Surprise! NASA’s OSIRIS-REx probe catches asteroid spewing bits into space
This view of asteroid Bennu ejecting particles from its surface on Jan. 19 was created by combining two images taken by NASA’s OSIRIS-REx spacecraft. Other image processing techniques were applied, such as cropping and adjusting the brightness and contrast of each image. (NASA / Goddard / Univ. of Arizona / Lockheed Martin Photo)
NASA’s OSIRIS-REx spacecraft has spotted something that hasn’t been seen up close on an asteroid before: plumes of particles erupting into space.
The mission’s scientists shared pictures of the plumes as well as the unexpectedly rugged terrain on the asteroid, known as Bennu, today at the Lunar and Planetary Science Conference in The Woodlands, Texas. They also published a set of seven papers about their findings in the journal Nature.
“The discovery of plumes is one of the biggest surprises of my scientific career,” Dante Lauretta, OSIRIS-REx principal investigator at the University of Arizona, said in a news release. “And the rugged terrain went against all of our predictions. Bennu is already surprising us, and our exciting journey there is just getting started.”
Bits of material were first spotted floating up from Bennu on Jan. 6, shortly after OSIRIS-REx went into an orbit that brought about a mile away from the quarter-mile-wide asteroid. Lauretta and his colleagues determined that the particles didn’t pose a hazard to the spacecraft, and they’re continuing to analyze the plumes and their possible causes.
“We don’t know the mechanism that is causing this right now,” Lauretta said.
Many of the particles were ejected clear of the asteroid and sailed out into space, 70 million miles from Earth, but the team tracked some particles that orbited Bennu as tiny satellites before returning to the asteroid’s surface.
The plumes make Bennu one of about a dozen active asteroids that exhibit comet-like behavior. OSIRIS-REx’s scientists didn’t expect to see such activity when the probe was launched in 2016.
They also didn’t expect to see so many boulders strewn across Bennu’s surface. And that could be a problem.
The main purpose of the OSIRIS-REx mission is to perform a touch-and-go maneuver, collect samples from the surface and put them in a capsule that would be delivered to Earth during a flyby in 2023.
OSIRIS-REx’s mission planners expected to identify a clear area measuring 82 feet wide as the target for the touch-and-go. But because the surface is so rugged, the team hasn’t been able to find a hazard-free spot that wide. Now the team is looking for smaller areas to target, and adjusting its sampling plan to do a more precise touch-and-go maneuver.
“Throughout OSIRIS-REx’s operations near Bennu, our spacecraft and operations team have demonstrated that we can achieve system performance that beats design requirements,” said Rich Burns, the mission’s project manager at NASA’s Goddard Space Flight Center. “Bennu has issued us a challenge to deal with its rugged terrain, and we are confident that OSIRIS-REx is up to the task.”

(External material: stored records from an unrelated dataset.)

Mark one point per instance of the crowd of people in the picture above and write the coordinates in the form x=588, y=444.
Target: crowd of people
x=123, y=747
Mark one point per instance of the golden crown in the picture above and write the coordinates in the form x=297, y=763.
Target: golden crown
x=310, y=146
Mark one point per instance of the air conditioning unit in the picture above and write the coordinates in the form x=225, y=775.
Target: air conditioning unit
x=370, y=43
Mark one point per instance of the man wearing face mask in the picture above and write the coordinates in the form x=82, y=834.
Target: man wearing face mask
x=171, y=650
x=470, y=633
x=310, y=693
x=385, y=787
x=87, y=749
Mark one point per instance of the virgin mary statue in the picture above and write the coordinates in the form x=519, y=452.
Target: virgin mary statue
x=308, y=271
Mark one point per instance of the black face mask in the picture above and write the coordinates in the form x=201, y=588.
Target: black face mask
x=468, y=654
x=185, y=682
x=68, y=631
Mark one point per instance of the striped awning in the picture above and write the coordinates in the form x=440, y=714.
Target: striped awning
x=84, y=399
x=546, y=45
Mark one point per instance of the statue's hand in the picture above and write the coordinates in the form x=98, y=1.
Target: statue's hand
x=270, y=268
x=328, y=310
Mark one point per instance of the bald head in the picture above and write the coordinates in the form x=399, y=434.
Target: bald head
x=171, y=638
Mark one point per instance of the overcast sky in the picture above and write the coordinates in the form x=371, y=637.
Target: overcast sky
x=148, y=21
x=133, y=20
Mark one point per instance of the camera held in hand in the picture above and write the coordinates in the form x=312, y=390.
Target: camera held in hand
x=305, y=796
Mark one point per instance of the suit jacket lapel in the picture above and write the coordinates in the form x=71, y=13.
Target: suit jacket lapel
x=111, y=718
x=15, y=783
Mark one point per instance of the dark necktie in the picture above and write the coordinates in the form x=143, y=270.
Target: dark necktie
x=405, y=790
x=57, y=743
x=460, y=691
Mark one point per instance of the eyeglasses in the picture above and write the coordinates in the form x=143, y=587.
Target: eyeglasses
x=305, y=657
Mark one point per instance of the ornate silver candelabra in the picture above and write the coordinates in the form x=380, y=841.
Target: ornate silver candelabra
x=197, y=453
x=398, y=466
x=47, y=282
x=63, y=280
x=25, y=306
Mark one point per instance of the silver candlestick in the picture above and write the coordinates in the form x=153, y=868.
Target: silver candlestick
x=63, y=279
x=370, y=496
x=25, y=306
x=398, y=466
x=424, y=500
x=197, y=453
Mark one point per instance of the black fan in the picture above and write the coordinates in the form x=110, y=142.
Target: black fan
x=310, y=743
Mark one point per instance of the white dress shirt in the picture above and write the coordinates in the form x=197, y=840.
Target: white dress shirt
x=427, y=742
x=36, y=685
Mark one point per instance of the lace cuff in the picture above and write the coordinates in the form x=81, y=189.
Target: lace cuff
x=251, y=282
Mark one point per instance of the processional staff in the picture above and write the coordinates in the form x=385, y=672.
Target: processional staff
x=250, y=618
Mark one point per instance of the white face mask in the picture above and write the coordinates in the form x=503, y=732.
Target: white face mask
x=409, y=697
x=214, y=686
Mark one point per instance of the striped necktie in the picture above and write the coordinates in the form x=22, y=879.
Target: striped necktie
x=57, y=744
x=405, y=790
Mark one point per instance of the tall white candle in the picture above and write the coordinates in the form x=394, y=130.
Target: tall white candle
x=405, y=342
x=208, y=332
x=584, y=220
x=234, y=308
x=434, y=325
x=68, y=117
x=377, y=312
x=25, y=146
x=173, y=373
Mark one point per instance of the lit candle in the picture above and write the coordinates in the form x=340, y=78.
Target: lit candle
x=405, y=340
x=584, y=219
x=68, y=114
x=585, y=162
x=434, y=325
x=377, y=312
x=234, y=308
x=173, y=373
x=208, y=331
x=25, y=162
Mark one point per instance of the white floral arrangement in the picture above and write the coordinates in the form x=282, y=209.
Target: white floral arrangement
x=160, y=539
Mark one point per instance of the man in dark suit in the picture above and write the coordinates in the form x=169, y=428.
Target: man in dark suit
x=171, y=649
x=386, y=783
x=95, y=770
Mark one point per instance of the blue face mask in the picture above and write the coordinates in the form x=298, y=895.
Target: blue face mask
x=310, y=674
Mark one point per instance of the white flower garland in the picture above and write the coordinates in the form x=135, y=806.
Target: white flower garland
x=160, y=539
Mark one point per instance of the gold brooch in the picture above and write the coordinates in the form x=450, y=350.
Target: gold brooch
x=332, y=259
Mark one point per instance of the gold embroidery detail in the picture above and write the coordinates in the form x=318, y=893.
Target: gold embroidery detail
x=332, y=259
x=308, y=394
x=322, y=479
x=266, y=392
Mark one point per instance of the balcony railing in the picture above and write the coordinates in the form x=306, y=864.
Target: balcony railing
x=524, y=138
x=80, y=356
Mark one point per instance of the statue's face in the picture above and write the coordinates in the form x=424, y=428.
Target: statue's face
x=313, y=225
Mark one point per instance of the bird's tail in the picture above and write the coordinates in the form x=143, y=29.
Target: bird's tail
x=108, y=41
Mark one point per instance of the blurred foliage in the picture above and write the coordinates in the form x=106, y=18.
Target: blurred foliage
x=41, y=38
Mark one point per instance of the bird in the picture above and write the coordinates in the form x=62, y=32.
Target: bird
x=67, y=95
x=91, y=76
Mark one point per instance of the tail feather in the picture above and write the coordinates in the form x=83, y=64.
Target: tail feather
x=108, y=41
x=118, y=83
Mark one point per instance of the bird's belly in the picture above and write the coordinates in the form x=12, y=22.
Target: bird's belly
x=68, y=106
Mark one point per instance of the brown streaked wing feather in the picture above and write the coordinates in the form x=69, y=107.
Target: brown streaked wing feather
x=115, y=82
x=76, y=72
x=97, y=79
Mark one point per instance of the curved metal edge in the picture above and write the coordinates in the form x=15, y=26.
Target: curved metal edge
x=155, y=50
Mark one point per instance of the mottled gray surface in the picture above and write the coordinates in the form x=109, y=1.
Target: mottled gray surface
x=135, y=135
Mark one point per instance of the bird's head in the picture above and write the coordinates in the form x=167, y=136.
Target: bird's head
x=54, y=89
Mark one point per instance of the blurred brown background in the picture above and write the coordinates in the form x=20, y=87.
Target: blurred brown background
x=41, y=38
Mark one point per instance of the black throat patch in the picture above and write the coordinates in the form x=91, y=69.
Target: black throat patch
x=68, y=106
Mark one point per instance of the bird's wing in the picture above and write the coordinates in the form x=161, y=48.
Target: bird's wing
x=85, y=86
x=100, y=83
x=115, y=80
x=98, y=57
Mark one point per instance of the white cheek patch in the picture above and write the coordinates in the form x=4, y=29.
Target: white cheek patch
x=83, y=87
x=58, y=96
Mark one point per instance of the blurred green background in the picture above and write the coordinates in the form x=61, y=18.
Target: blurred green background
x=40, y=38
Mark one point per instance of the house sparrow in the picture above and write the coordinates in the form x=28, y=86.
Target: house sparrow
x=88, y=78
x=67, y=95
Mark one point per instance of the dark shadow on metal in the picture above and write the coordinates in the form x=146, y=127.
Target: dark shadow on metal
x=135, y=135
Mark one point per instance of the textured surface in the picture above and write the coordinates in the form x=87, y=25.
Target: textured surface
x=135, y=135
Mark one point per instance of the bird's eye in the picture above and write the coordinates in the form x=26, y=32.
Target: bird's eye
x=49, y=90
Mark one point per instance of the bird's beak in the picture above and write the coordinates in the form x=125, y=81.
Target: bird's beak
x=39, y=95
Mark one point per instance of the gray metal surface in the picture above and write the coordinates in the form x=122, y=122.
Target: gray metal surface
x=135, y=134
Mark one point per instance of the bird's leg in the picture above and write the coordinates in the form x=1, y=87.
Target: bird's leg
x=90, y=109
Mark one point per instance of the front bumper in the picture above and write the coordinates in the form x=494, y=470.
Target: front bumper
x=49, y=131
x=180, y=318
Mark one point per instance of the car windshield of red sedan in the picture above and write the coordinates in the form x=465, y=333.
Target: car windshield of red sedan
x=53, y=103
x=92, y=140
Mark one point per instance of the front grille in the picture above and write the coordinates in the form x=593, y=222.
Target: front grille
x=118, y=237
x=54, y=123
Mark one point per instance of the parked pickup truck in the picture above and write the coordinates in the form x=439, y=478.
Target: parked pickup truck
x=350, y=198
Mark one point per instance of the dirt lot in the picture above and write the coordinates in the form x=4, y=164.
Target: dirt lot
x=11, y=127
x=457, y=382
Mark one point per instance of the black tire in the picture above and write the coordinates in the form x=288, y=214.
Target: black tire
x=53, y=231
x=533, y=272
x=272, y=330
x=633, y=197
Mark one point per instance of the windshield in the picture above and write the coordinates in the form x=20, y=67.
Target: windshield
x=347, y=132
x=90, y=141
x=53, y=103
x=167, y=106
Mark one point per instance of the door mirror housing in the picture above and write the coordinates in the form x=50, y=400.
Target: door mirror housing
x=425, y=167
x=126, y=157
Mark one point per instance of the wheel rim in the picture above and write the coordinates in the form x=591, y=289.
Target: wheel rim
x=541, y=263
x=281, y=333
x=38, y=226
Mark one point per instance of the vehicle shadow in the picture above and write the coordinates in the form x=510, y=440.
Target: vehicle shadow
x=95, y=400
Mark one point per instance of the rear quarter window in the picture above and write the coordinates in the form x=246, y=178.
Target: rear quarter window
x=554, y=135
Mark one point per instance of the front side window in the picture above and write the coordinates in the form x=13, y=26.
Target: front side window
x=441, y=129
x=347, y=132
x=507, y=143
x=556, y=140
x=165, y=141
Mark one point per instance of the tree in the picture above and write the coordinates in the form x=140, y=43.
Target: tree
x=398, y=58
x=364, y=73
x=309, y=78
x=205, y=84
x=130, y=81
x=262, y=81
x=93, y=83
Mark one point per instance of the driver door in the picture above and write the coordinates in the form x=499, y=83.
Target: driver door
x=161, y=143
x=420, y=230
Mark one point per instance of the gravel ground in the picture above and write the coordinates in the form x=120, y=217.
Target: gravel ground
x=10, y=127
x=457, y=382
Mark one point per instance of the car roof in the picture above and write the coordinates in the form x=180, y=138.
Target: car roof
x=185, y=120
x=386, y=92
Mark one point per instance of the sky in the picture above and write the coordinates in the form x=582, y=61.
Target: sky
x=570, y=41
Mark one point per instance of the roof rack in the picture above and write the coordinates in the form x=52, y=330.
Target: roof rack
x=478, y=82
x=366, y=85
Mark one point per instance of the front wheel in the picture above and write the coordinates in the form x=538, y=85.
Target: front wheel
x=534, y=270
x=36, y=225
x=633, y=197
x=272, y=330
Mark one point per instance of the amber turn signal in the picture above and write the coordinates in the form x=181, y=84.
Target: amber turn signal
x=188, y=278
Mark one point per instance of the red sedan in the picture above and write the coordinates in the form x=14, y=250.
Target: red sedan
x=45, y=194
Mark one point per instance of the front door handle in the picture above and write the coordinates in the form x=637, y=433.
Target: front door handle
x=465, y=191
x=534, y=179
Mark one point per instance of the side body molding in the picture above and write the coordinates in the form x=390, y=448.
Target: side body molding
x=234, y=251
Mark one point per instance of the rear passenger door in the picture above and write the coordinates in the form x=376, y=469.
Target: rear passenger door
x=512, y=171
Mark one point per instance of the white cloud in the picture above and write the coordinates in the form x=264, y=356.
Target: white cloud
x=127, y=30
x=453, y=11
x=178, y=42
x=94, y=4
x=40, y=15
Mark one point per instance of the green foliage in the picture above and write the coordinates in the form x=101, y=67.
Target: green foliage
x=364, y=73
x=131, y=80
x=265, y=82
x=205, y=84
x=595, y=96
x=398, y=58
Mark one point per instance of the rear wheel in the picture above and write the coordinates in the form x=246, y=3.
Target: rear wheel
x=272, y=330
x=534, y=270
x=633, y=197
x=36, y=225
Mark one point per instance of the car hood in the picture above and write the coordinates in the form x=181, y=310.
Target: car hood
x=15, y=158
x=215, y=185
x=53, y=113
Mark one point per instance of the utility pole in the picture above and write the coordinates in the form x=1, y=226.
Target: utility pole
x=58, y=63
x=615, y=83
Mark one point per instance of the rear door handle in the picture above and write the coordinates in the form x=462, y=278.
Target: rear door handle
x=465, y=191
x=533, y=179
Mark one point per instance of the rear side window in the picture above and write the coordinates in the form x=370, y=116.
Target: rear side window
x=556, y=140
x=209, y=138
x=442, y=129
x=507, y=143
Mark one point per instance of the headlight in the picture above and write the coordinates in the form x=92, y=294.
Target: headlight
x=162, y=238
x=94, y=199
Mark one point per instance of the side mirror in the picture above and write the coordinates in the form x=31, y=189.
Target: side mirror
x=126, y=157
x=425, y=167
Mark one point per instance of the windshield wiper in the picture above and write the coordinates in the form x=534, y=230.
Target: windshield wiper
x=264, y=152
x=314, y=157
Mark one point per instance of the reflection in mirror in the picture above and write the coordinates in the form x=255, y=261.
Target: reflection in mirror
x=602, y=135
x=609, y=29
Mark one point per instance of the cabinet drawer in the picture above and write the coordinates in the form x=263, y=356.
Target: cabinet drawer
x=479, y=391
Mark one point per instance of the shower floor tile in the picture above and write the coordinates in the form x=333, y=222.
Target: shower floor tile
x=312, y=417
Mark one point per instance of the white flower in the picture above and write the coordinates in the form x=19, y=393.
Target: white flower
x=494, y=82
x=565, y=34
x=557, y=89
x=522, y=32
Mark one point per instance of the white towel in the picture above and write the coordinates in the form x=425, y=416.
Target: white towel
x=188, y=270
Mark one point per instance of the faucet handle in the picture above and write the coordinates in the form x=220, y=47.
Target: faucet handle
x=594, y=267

In addition to the particle plumes and rocky terrain, OSIRIS-REx’s scientists are reporting a change in Bennu’s rotation rate, due to a cycle of heating and cooling known as the Yarkovsky-O’Keefe-Radzievskii-Paddack effect, or YORP effect. It turns out that Bennu’s spin is speeding up at a rate of roughly one second every 100 years. Scientists have also detected a spot of magnetite on Bennu’s surface, which serves as further evidence that liquid water once interacted with the rock that made up Bennu’s parent body.
OSIRIS-REx stands for “Origins, Spectral Interpretation, Resource Identification, Security, Regolith Explorer.” The probe is due to spend another two years studying Bennu and securing its sample from the surface. If all goes according to plan, it will begin the trip back to Earth in March 2021 and drop off the sample capsule during an Earth flyby in September 2023.